Pada paragraf keempat, bermunculan cerita-cerita yang mengejutkan, seperti cerita tentang penyiksaan, tentang peran pemerintah Amerika Serikat dalam mendukung kedudukan militer, dan keinginan mereka untuk merdeka.  Kolaborasi yaitu strategi utama dari gerakan politik adat di Papua Barat daripada resistensi (sikap untuk berperilaku, melawan, atau menentang), seperti perusahaan multi-nasional dan koperasi militer rahasia Indonesia yang memberikan dukungan penuh kepada aktivis kemerdekaan Papua.
Pada paragraf kelima, aktivis HAM mendorong Eben untuk meneliti kampanye terror yang dilakukan oleh pasukan keamanan Indonesia, dan Eben berfikir dapat menolong orang Papua terbebas dari terror dalam rezim dengan mempelajari dimensi kekerasan.  Pada saat pesta kepergian Eben, ternyata Eben ditentang oleh orang Papua.  Maksudnya adalah orang-orang Papua tidak merelakan Eben pergi dari Papua.
Pada paragraf keenam, menceritakan mengenai suasana pesta kepergian Eben bersama orang Papua dirumah Denny.  Mereka menikmati makanan dan sambil bersantai, serta saling bertukar lelucon dengan memakai logat Papua yaitu bahasa kreol regional.  Pada pesta itu, Denny selaku tuan rumah mengundang Telys Waropen juga, seorang anggota komnas HAM, dan juga seorang penghasut muda diakhir tahun 20an.
             Pada paragraf ketujuh, berbicara tentang Wasior, dimana Wasior adalah tempat polisi Indonesia yang baru-baru ini melakukan serangan berkelanjutan pada dugaan separatis Papua yang bernama “Operasi Penyisiran dan Pemusnahan”.  Waropen adalah berasal dari Wasior.
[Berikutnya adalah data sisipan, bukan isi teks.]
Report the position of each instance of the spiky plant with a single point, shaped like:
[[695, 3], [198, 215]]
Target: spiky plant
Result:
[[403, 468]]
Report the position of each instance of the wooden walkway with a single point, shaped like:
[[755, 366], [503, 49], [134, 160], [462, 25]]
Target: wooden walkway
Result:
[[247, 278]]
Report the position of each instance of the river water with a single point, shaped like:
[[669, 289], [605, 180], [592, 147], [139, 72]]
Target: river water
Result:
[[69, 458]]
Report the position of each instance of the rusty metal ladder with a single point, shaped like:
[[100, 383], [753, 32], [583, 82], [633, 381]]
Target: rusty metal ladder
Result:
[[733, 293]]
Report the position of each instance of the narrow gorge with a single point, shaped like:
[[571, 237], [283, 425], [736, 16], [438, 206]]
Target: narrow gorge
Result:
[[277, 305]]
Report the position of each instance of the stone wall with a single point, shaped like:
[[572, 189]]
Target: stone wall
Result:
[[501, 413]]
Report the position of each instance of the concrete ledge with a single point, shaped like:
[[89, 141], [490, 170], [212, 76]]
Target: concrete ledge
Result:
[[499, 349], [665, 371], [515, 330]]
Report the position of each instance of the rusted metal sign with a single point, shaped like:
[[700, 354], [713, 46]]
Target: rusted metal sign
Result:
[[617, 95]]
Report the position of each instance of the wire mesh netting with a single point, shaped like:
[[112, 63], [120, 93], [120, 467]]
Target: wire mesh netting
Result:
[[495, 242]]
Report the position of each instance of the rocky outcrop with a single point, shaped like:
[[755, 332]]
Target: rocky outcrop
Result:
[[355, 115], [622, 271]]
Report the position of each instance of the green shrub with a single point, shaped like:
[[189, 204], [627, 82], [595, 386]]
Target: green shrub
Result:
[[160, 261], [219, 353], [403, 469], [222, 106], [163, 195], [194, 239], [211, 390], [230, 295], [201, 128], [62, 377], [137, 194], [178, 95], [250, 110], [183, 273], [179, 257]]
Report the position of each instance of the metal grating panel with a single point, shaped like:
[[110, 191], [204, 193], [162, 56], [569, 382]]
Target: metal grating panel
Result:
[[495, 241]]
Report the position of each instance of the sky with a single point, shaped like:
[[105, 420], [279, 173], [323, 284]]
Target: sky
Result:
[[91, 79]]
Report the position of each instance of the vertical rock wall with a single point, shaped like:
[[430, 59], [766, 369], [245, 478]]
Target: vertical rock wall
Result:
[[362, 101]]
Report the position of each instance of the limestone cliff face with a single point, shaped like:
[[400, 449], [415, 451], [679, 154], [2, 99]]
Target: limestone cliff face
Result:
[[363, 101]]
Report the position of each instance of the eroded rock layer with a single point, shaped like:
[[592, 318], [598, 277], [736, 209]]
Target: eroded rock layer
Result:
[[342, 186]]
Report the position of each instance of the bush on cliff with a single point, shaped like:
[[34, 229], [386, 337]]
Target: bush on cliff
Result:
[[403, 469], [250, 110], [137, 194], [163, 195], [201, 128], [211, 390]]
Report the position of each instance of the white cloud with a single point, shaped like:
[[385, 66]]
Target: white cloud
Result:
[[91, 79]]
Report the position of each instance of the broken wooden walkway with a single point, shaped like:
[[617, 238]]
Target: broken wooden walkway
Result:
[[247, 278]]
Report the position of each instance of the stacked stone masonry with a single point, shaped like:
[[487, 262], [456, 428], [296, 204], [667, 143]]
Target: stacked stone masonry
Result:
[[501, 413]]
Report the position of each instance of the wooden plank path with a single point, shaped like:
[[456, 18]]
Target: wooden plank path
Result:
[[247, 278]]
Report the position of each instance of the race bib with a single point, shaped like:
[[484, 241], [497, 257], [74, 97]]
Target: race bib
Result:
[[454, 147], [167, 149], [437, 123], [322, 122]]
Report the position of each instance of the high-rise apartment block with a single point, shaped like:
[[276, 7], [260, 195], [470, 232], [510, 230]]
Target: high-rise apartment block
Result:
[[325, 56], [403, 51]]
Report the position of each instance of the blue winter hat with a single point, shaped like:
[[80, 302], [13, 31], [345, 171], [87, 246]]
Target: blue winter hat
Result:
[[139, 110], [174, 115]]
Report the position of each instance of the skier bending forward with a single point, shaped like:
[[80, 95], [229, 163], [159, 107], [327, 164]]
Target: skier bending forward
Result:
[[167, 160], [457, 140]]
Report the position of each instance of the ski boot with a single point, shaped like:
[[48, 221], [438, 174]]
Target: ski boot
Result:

Eben dan Denny telah mngunjungi Wasior, menyelidiki rumor bahwa agen-agen militer Indonesia diam-diam mendukung milisi Papua.
            Pada paragraf kedelapan, masih tentang penelitian di Wasior yang berlangsung dibawah pengawasan intens.  Denny dan Eben menghubungi narasumber, yaitu hanya orang-orang yang sudah mengetahui resikonya apabila menjadi seorang narasumber serta berani menanggung resiko tersebut apabila kemungkinan terlihat sedang diwawancarai oleh peneliti asing untuk kisah mereka.
            Pada paragraf kesembilan, rencana untuk mewawancarai dukun terkenal di pegunungan yang dekat dengan tempat Eben tinggal yang mengklaim bahwa dirinya (dukun) bertanggung jawab atas penyebab gempa bumi dipulau sentral Indonesia Jawa dan untuk menenggak sebuah pesawat yang membawa petinggi militer Indonesia.  Itu termasuk agenda penelitian ambisius yang dilakukan Eben dan Denny, namun gagal karena mereka tidak jadi menghubungi (menemui) dukun.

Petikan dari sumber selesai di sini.